Appeals Court Took Judge Boasberg to the Cleaners Today

Judge James Boasberg’s fight with President Donald Trump took a serious hit when a federal appeals court made it clear that his contempt motion must stop. The DC Court of Appeals also called out Boasberg for overreaching—remember, this is legal language. I wish there had been a Scott Jennings-like slap down for this, as Boasberg has been one of the most irritating judges who doesn’t seem to know his role. He’s upset the Trump administration for ignoring his absurd order to stop a deportation flight (via Associated Press):

A federal judge must end his “intrusive” contempt investigation of the Trump administration for failing to comply with an order turn around planes carrying Venezuelan migrants to El Salvador last year, a divided appeals court panel ruled Tuesday.

Chief Judge James Boasberg abused his discretion in forging ahead with criminal contempt proceedings over the March 2025 deportation flights, according to the majority opinion by a three-judge panel from U.S. Court of Appeals for the District of Columbia Circuit.

President Donald Trump’s administration has a “clear and indisputable” right to the termination of the contempt proceedings, Circuit Judge Neomi Rao wrote in the court’s majority opinion.

“The legal error at the heart of these criminal contempt proceedings demonstrates why further investigation by the district court is an abuse of discretion,” Rao wrote. “Criminal contempt is available only for the violation of an order that is clear and specific. (Boasberg’s March 2025 order) did not clearly and specifically bar the government from transferring plaintiffs into Salvadoran custody.”

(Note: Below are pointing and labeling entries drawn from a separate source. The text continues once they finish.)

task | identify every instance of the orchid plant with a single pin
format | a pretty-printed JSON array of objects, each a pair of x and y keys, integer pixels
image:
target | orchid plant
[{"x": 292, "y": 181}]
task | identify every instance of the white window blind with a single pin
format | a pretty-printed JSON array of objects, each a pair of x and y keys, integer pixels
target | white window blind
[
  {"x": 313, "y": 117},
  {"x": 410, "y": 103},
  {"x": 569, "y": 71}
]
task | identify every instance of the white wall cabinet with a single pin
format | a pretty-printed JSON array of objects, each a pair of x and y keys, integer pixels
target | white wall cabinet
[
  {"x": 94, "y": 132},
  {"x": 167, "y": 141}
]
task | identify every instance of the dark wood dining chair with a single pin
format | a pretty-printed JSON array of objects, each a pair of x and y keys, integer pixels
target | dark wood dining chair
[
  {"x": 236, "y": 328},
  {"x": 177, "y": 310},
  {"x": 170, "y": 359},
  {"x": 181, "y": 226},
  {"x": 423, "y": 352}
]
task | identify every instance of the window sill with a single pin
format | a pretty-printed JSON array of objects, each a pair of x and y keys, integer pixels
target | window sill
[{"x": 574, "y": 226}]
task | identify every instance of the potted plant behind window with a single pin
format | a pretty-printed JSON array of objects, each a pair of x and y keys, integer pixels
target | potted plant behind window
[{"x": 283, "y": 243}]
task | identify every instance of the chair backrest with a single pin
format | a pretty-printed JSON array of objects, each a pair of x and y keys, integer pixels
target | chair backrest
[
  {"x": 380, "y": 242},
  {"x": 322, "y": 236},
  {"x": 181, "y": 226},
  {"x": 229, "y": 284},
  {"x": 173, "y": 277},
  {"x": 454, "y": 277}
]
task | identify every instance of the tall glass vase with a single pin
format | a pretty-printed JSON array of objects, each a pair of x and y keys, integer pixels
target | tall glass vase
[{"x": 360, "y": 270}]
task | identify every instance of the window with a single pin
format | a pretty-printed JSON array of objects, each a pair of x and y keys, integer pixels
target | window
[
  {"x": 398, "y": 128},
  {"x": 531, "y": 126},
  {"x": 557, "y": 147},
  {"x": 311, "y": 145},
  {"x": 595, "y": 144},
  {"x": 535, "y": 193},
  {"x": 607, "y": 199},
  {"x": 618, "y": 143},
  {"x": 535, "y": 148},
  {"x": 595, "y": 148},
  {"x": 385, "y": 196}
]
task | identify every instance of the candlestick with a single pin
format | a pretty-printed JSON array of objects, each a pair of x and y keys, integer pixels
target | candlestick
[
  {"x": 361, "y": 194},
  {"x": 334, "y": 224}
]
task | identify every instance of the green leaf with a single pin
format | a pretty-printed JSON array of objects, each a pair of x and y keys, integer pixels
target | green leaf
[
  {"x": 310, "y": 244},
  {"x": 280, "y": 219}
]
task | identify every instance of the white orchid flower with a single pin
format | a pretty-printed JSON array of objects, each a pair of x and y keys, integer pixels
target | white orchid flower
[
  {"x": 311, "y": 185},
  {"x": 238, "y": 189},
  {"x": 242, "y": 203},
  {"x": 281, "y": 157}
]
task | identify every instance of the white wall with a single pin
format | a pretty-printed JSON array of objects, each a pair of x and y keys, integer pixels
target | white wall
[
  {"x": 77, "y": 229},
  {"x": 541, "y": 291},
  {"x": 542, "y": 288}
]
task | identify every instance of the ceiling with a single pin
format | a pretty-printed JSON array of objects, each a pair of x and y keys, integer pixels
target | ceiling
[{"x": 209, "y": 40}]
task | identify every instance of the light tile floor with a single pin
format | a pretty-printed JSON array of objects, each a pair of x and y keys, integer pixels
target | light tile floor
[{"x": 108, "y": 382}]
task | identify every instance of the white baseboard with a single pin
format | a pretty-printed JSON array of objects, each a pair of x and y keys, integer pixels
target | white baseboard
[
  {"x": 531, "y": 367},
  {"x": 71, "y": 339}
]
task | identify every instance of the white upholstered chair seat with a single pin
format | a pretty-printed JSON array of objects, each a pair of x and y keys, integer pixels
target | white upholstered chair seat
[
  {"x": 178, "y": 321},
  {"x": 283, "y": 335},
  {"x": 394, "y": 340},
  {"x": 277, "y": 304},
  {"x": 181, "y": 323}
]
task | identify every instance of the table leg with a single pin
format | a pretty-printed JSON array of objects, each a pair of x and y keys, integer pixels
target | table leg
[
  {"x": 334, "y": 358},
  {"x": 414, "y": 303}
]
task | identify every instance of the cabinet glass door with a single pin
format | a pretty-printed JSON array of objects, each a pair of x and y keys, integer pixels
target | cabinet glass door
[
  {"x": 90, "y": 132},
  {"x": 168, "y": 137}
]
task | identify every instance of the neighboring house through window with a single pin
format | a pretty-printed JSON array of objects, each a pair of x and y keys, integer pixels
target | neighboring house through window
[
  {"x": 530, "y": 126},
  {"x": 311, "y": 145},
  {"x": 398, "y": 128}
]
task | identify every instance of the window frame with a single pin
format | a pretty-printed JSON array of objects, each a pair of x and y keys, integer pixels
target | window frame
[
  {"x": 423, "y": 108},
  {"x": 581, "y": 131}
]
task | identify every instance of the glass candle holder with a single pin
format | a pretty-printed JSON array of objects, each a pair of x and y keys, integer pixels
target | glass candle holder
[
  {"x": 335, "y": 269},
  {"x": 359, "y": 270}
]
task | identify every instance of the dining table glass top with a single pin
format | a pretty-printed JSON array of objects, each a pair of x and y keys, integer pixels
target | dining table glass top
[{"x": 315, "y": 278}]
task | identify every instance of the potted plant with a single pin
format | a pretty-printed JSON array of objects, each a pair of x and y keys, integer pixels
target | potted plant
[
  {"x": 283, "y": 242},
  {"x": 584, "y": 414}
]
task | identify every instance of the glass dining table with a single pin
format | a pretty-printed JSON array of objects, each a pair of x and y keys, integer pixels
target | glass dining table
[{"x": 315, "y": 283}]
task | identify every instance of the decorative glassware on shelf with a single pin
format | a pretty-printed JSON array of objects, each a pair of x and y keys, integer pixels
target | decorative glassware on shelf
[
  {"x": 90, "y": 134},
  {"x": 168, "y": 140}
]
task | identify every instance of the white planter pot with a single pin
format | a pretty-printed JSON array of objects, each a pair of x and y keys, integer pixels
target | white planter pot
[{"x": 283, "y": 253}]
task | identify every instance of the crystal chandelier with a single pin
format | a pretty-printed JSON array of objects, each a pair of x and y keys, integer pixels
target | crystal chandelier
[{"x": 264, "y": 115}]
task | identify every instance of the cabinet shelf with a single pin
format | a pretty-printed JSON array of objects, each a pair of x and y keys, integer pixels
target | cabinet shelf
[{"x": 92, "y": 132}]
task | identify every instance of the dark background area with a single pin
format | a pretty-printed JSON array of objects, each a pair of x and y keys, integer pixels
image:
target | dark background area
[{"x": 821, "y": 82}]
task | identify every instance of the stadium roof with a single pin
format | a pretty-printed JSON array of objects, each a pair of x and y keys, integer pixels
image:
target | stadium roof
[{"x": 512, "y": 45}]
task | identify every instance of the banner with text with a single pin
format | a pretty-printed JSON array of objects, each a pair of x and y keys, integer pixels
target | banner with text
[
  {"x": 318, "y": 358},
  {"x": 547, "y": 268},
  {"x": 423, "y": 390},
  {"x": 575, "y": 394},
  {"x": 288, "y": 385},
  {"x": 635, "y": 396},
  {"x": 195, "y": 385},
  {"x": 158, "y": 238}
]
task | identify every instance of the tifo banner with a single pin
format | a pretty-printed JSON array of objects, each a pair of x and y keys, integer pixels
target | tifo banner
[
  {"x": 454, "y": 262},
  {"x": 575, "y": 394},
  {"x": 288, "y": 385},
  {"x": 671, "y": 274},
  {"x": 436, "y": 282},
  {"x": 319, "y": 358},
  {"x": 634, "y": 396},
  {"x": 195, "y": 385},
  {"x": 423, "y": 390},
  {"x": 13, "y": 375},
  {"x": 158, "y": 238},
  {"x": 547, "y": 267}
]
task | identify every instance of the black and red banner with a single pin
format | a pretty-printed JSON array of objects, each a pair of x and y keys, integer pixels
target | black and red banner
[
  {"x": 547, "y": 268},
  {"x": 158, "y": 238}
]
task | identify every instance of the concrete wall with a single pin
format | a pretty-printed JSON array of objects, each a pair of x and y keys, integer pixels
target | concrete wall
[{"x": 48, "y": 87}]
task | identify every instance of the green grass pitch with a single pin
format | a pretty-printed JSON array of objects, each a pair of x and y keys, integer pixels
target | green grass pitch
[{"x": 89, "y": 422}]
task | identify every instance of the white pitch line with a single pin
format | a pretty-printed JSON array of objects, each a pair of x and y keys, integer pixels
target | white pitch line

The Federalist’s Margot Cleveland summarized it nicely: Boasberg got spanked.

Our friends at RedState provided the red meat of the opinion against Boasberg:

The Supreme Court vacated the district court’s order because it was premised on a legal error and the plaintiffs’ suit was brought in the wrong court. Nonetheless, the district court threatened to hold government officials in criminal contempt unless they complied with the now-vacated order by, for instance, taking back custody of the plaintiffs. We issued a writ of mandamus vacating the court’s first contempt order. 

Undeterred, the district court is proceeding with criminal contempt for the government’s decision to transfer the plaintiffs to the custody of El Salvador. To cooperate, the government identified then-Secretary of Homeland Security Kristi Noem as the official responsible for the transfer decision. The district court previously said this was the only information it required to make a referral for prosecution. But the district court has now expanded its inquest and ordered hearings to extract more information from government counsel about exactly what happened last March. The government petitions for mandamus.

The widening gyre of the district court’s investigation again calls for the extraordinary remedy of mandamus to halt the judicial “impairment of another branch in the performance of its constitutional duties.” Cheney v. U.S. Dist. Ct. for D.C., 542 U.S. 367, 390 (2004) (cleaned up). The district court proposes to probe high-level Executive Branch deliberations about matters of national security and diplomacy. These proceedings are a clear abuse of discretion, as the district court’s order said nothing about transferring custody of the plaintiffs and therefore lacks the clarity to support criminal contempt based on the transfer of custody. Moreover, the government has already provided the name of the responsible official, so further judicial investigation is unnecessary and therefore improper. In these circumstances, mandamus is appropriate to prevent the district court from assuming an antagonistic jurisdiction that encroaches on the autonomy of the Executive Branch.